5. Drawing Baselines Is Often Unjust.
ResNet-34 was used with three classes, while BrainNet was tested with four, so hyper-parameter parity was not observed.
The process of adjusting and scheduling training activities for transfer-learning models is not widely reported.
6. No analysis of ablation or sensitivity.
No experiments were done that tested the importance of depth, dropout or attention modules in BrainNet-1/2/3.
Parameters, FLOPs and inference time are not available in the documentation.
7. The report has a lack of statistical rigor.
Data is not supported by confidence intervals, information on how runs differ or hypothesis testing (for example, McNemar).
Extremely high results have not been calculated relative to possible random variation.
1. The research is not well backed by statistics. Results showed very accurate findings with no confidence intervals, differences across runs or tests for statistical significance.
2. Comparing baselines: It’s not fair: ResNet-34 is built to recognize three things, but BrainNet is scored on four. Hyper-parameter tuning parity is not illustrated.
3. The situation where validation accuracy is lower than the training dataset and test accuracy is higher may mean there is leakage involved. Learning and ROC curves are not illustrated in the manuscript.
4. The authors say their network is state of the art and suitable for resource-shallow systems, but they do not back their statements up with technical details.
1. Dataset transparency
• Make a combined table including the sources, the number of patients in each class and the number of patients who appeared in both groups.
You should only accept augmented samples after merging into a split; make sure no patient occurs in more than one split.
2. Evaluation rigor
• Try both k-fold cross-validation and repeated random splits; show the average metric results with the standard deviation.
Statistics are useful for showing how your results are more beneficial than others.
3. Both architecture and ablation are essential parts of the process.
List all the details for each layer, indicate the number of parameters involved and present ablations on depth, dropouts and attention.
Tell me why you think the bespoke CNN is a better choice than some of today’s lightweight backbones.
4. Baseline fairness
All baseline methods should be trained on the same four-class task with the same datasets, augmentation and training schedules.
Make sure to note what hyper-parameters were used and how long it took to train each model.

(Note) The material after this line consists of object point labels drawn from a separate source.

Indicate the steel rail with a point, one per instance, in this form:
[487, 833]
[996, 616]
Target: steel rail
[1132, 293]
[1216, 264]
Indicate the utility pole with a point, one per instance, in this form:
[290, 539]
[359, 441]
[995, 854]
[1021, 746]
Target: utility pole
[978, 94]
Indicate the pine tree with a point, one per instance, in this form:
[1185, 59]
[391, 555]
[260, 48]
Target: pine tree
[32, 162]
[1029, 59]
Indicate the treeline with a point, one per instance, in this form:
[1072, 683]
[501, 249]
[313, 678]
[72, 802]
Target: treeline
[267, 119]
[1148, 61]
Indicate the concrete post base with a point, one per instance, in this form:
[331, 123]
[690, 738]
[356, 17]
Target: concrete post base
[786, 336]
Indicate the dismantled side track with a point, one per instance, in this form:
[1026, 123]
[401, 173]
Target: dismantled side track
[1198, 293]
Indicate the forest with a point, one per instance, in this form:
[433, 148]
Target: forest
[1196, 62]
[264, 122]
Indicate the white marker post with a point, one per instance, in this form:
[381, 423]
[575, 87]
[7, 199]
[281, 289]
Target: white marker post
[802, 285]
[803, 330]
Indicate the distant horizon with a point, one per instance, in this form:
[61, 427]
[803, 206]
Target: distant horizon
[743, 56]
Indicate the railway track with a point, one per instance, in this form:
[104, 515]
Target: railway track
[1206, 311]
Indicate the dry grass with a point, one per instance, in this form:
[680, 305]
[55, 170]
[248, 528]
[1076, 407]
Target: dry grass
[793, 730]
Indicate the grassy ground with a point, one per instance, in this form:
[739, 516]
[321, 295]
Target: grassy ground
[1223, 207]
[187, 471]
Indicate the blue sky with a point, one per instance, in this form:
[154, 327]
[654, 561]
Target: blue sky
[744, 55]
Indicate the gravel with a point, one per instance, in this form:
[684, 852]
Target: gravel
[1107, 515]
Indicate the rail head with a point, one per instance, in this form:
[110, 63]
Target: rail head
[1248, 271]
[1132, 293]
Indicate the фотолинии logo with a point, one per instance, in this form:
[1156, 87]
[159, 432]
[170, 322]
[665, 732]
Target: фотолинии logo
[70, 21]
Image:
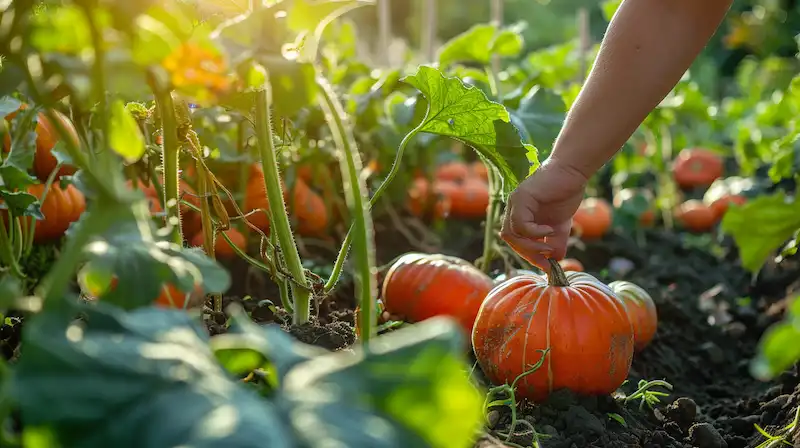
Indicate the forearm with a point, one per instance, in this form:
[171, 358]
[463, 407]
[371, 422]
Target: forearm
[648, 47]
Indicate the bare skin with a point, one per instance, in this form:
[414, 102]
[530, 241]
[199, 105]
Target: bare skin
[648, 46]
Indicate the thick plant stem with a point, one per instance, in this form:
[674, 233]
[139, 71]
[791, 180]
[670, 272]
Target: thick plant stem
[556, 277]
[356, 193]
[169, 159]
[280, 218]
[489, 226]
[336, 272]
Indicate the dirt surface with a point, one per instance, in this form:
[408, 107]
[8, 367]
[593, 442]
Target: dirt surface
[711, 315]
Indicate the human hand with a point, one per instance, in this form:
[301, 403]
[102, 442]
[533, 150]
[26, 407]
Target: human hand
[539, 212]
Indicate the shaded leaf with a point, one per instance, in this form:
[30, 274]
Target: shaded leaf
[464, 113]
[761, 226]
[412, 389]
[146, 378]
[142, 263]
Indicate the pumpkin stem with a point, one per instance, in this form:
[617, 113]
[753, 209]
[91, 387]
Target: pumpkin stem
[557, 277]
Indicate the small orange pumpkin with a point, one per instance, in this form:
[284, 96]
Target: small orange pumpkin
[453, 171]
[44, 162]
[577, 317]
[641, 309]
[420, 286]
[593, 218]
[469, 199]
[697, 167]
[695, 216]
[60, 209]
[222, 249]
[571, 264]
[720, 206]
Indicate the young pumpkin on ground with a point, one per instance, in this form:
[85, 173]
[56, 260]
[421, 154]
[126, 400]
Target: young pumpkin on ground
[420, 286]
[580, 320]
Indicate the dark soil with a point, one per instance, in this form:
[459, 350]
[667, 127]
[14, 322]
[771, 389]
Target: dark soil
[711, 316]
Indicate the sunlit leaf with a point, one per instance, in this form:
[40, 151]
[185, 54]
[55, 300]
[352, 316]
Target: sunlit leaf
[146, 378]
[479, 44]
[124, 135]
[761, 226]
[464, 113]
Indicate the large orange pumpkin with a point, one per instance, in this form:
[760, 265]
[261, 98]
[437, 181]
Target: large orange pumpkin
[44, 162]
[61, 207]
[593, 218]
[696, 167]
[420, 286]
[641, 309]
[695, 216]
[578, 318]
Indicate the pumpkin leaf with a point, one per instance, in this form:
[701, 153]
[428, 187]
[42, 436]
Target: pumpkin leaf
[778, 349]
[761, 226]
[465, 113]
[410, 378]
[144, 378]
[21, 203]
[124, 134]
[542, 113]
[479, 43]
[143, 263]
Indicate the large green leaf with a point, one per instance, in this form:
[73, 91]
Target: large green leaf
[542, 113]
[142, 261]
[465, 113]
[141, 379]
[760, 226]
[124, 136]
[411, 389]
[480, 43]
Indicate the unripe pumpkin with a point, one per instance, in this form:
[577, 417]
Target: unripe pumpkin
[580, 320]
[593, 218]
[420, 286]
[641, 309]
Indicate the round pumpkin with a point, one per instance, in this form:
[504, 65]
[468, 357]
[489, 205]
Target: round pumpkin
[453, 171]
[720, 206]
[421, 199]
[636, 202]
[309, 209]
[419, 286]
[222, 249]
[571, 264]
[578, 318]
[468, 199]
[44, 162]
[641, 309]
[695, 216]
[593, 218]
[61, 207]
[697, 167]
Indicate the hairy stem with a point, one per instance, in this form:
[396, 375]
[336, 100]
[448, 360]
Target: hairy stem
[356, 193]
[340, 259]
[169, 159]
[280, 217]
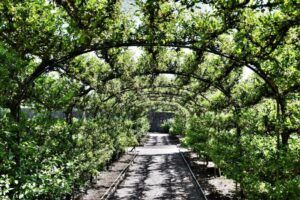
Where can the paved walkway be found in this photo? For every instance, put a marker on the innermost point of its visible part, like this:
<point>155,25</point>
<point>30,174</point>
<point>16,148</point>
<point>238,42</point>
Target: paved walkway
<point>158,172</point>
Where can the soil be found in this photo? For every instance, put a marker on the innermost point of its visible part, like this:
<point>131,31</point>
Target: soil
<point>102,182</point>
<point>214,186</point>
<point>159,172</point>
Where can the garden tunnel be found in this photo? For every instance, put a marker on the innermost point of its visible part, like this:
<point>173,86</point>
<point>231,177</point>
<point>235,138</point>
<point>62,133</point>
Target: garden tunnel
<point>117,60</point>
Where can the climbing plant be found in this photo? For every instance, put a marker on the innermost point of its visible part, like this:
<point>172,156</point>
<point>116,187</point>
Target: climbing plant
<point>77,79</point>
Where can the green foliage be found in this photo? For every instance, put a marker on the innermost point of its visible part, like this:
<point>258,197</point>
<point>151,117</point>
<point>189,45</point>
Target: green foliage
<point>175,125</point>
<point>233,66</point>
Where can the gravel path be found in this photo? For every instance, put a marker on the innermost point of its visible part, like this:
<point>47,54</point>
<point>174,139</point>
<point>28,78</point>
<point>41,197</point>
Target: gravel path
<point>158,172</point>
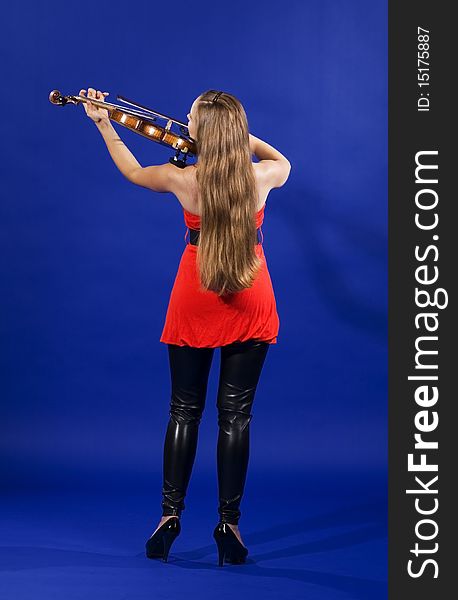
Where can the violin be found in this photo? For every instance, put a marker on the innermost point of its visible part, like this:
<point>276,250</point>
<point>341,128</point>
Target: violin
<point>141,120</point>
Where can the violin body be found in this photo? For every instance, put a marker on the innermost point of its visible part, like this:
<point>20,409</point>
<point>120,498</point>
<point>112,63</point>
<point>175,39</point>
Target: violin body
<point>141,120</point>
<point>151,131</point>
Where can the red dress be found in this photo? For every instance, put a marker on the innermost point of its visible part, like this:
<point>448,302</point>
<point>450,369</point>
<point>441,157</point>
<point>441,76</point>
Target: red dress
<point>203,319</point>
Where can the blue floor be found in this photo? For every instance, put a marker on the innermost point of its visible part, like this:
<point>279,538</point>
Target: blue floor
<point>319,537</point>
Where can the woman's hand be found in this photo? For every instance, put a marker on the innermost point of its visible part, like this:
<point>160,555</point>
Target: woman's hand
<point>94,112</point>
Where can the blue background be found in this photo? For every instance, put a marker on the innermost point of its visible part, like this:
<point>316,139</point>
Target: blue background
<point>87,264</point>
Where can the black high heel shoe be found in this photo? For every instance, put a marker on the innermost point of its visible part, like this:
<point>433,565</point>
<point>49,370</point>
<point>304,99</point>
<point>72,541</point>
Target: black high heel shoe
<point>158,545</point>
<point>229,547</point>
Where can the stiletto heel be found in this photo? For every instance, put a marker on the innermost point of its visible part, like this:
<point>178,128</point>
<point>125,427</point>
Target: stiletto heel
<point>229,547</point>
<point>158,545</point>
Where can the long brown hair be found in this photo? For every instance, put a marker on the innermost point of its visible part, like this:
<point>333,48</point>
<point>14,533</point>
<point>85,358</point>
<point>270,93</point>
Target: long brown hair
<point>228,196</point>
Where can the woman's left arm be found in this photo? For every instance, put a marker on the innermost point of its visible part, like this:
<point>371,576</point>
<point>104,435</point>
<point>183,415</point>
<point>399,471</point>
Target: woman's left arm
<point>158,178</point>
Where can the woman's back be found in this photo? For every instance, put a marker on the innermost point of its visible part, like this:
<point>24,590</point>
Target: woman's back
<point>186,189</point>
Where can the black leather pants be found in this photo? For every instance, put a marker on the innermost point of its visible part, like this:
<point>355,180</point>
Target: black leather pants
<point>241,365</point>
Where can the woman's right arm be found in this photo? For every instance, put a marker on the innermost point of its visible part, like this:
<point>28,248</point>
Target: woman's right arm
<point>273,165</point>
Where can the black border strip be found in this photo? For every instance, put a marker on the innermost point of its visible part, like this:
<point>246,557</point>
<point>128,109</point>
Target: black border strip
<point>422,246</point>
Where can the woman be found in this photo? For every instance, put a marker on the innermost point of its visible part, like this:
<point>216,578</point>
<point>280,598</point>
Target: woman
<point>222,297</point>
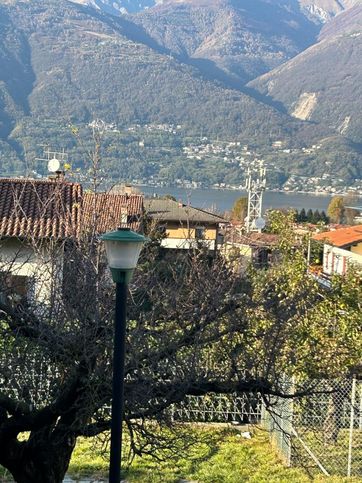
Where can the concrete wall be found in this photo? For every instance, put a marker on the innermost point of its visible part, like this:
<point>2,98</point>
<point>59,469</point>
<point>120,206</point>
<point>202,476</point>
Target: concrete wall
<point>183,237</point>
<point>42,271</point>
<point>357,249</point>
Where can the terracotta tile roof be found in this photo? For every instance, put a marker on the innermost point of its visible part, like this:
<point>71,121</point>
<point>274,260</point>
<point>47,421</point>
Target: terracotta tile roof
<point>109,211</point>
<point>169,210</point>
<point>342,237</point>
<point>254,239</point>
<point>39,208</point>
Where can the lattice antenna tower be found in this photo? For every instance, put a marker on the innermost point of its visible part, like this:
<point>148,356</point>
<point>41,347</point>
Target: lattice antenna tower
<point>255,187</point>
<point>55,160</point>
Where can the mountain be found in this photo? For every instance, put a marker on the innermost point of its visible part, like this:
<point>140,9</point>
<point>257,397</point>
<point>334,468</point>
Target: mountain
<point>243,39</point>
<point>324,10</point>
<point>324,83</point>
<point>65,63</point>
<point>318,10</point>
<point>118,7</point>
<point>62,63</point>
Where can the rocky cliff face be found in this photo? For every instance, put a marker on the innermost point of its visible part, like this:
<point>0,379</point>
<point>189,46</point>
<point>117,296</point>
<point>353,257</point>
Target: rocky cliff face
<point>324,83</point>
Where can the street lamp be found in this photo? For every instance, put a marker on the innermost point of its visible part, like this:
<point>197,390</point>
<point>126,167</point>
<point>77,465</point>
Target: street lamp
<point>123,247</point>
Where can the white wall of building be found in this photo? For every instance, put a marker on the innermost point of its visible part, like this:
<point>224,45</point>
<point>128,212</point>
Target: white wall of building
<point>337,260</point>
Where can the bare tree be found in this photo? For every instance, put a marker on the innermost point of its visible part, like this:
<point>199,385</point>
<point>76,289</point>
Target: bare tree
<point>194,328</point>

5. Understanding how to read test results in light of clinical practice
• Offer arrangements of confusion matrices, ROC-AUC calculations and analyses of sensitivity and specificity.
• Talk about explainability (such as Grad-CAM), the risk of site biases and compatibility with the clinic.
6. Can results be easily repeated in the same setup?
• Upload your code, trained weights and reproduce scripts; state all random seeds.
• Make sure to include a statement about using ethical and confidential data.
All text and materials provided via this peer-review history page are made available under a Creative Commons Attribution License, which permits unrestricted use, distribution, and reproduction in any medium, provided the original author and source are credited.